One last thing: No matter how scary a beast is, there will be someone (or ones) who can ride it.  If you meet that person or people, be afraid.  Ask House Harkonnen how that went for them.

Deep in the caverns of Ayergard lie the Bones of the God—strange white stones purported to be the bones of the buried viking god Valkurrod.  Born of the semi-divine maggots that feasted on Valkurrod’s flesh, purple worms are thus eternally hungry creatures.  Many of the larger specimens even emanate necromantic energy, and the souls of those they kill never reach Valhalla but instead go straight to Hel. Of course, no true Northman would allow his friend’s soul to suffer this fate…but getting to Hel might mean following your dead friend through the gullet of the worm.

It is said that there are men who ride the worms of the Sand Reach the way other folk ride horses.  Not true—they are not men but oreads, who know how to walk the earth without waking the worm, and whose stony flesh dulls their hunger.  Hitching a ride on one of these worms is typically forbidden, and even in the rarest cases one usually must best an oread in single combat first.  There is one exception though: By ancient custom these oreads will never refuse one of the ratfolk.

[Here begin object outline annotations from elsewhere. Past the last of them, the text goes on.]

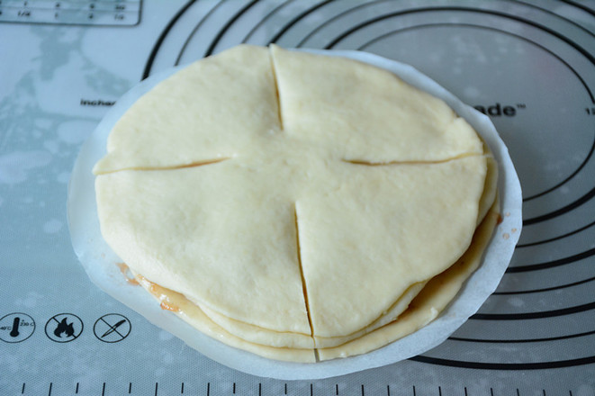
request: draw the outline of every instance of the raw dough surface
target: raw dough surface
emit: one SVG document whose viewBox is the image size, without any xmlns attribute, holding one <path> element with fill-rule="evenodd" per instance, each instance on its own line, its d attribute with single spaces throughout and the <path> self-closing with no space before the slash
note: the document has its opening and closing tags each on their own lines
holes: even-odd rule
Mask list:
<svg viewBox="0 0 595 396">
<path fill-rule="evenodd" d="M 469 248 L 494 194 L 488 171 L 442 101 L 275 46 L 158 85 L 95 168 L 102 234 L 131 269 L 217 328 L 200 307 L 248 340 L 281 334 L 275 346 L 335 345 L 399 316 L 411 286 Z"/>
</svg>

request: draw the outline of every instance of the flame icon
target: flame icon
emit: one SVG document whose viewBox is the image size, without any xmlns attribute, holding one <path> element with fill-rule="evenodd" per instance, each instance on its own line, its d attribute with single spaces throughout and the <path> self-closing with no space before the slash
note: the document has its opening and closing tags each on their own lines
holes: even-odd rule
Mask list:
<svg viewBox="0 0 595 396">
<path fill-rule="evenodd" d="M 66 337 L 72 337 L 75 334 L 75 328 L 72 326 L 72 323 L 68 323 L 66 321 L 66 318 L 58 324 L 54 330 L 54 335 L 60 338 L 62 338 L 63 333 L 66 333 Z"/>
</svg>

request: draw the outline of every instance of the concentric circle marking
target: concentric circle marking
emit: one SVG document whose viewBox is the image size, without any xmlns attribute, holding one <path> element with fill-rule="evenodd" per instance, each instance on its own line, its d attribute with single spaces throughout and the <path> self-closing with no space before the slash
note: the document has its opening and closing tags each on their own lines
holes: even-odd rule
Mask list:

A spherical metal chamber holds a purple worm in stasis, magically suspended weightless in the center of the globe.  If the room is entered without the proper key, gravity returns after three rounds, and the purple worm is released.  Worse yet, the friction of its bulk grinding against the floor causes the entire chamber to spin, sending the doors spiraling away and anyone standing to be knocked off their feet and sent sliding toward the worm.

Dungeon Denizens Revisited 40–45 & Pathfinder Bestiary 230

Lots of love for yesterday’s post—thanks all! 

So uwtartarus (still love that name) writes:

I have been waiting for the Pukwudgie for a couple days. I blame the latest Adventure Path from Paizo.  Huzzah!  Witch's Shack turned extradimensional meltdown is too good not to borrow.  I look forward to unleashing some curiously quill-studded undead at my party that is exploring a Fey border-plane.

Wait—does the current adventure path have a pukwudgie?!?  Aaaugh, I’m so behind!  I only got halfway through the first Reign of Winter issue when I was in Illinois, and then got distracted by work/birthday/work/Easter in Boston/work/a monster stash of less-than-mint GameMastery modules from a Paizo sale/work.  Must.  Catch.  Up.  Winter witches!!!